Dawn

Dawn

Thursday, August 12, 2010

I sometimes wonder whether I talk too quietly for Spanish ears that are used to being shouted at and assailed by round-the-clock café and bar music. This conversation today is not the first to leave me asking myself if my pronunciation can really be that bad. The scene is the lobby of a new small hotel I’ve just noticed down in the old quarter:-
Me (in Spanish, of course): Do you have a folleto (pronounced ‘foyeto’) of the hotel?
Receptionist: ¿Una tarjeta?

Just after this, I went to the Vodafone shop to talk about moving away from Orange. As you’d expect in Spain, this was a paper and signature-rich experience. In fact, I had to sign in three places on one piece. Anyway, all went well until we reached this point:-
Do you have the official piece of paper with your NIE [foreigners’ identity number] on it?
You’ve just seen and photocopied my residence card with my NIE on it.
Yes but these are not valid any more and we need to make a copy of the new form they issue.
My card doesn’t expire until 2011.
Yes but we need the new form.
No you don’t and if my card’s good enough for the Tax Office, my bank and the supermarkets it’s good enough for you.
But we need the new form.
Well, I haven’t got one and I’m not about to go and get one. My NIE is on the card you've just copied. If it's not valid, why did you copy it?
OK. No problem.

Then I was told off in the vegetable shop for breaking a huge piece of ginger into two halves. Even though I was buying both of them.

A frustrating sort of day really, as after Google had advised me this morning of changes to the format of their Gmail page I had problems getting into both their ‘Dashboard” and into Google Reader and then back to my email page. Surely no coincidence but can they really have cocked up so royally? Incidentally, the advice from Google was “We have pruned our pixels”. Presumably telling you they’d simplified the page is just too old-fashioned and un-hip.

Accustomed as I am to thinking of Spanish trains as pretty damn good these days, it was a shock to receive these details of a trip to France made my a friend of mine last Sunday:-
1. Arrived at local station to be told there was no train because of a technical problem
2. Advised we’d be getting a bus to León and picking up a train there
3. Advised that the bus had been cancelled
4. Advised that we would now be getting a bus sent from Vigo to take us up to Ourense and catching a train there
5. Advised that the bus from Vigo hadn’t arrived and we’d be going by taxi to Ourense
6. Taken by taxi to Ourense
7. Caught a train there in which the air-conditioning had broken, in temperatures of 30+
8. Arrived at the border several hours late
9. Got to my hotel very late. Kitchen closed. No dinner.
As she put it, “A routine trip to or from Galicia”. So I really shouldn’t have been shocked. I know this line to France is very much a poor relation.
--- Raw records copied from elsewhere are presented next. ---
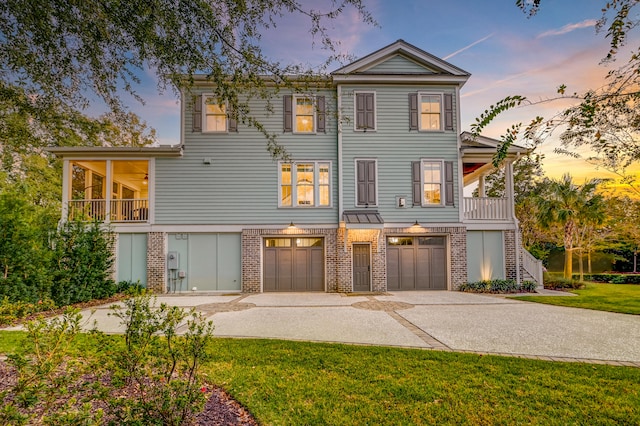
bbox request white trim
[353,157,380,207]
[291,95,318,135]
[420,158,446,207]
[353,90,378,133]
[336,85,344,226]
[418,92,444,133]
[202,93,229,133]
[278,160,333,209]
And, to complete this saga of service problems, I’ll just say that anyone wanting to use the ALSA BUS web page should be prepared for a lot of frustration. In a word, it’s useless. At least if you’re trying to find out how your daughter can get from Oporto airport to Vigo. Ironically, the company has as its logo – “Making travel simpler”. But it would, wouldn’t it?

Finally . . . The good news. I engaged my new friend in the bar today and stared him straight in the eyes while we went through an editorial in the Voz de Galicia. He seemed thrilled. And gave me rather more details of his life and health than I really wanted. But he’s a retired surgeon so at least I’ve gained a good enchufe. And these things count in Spain.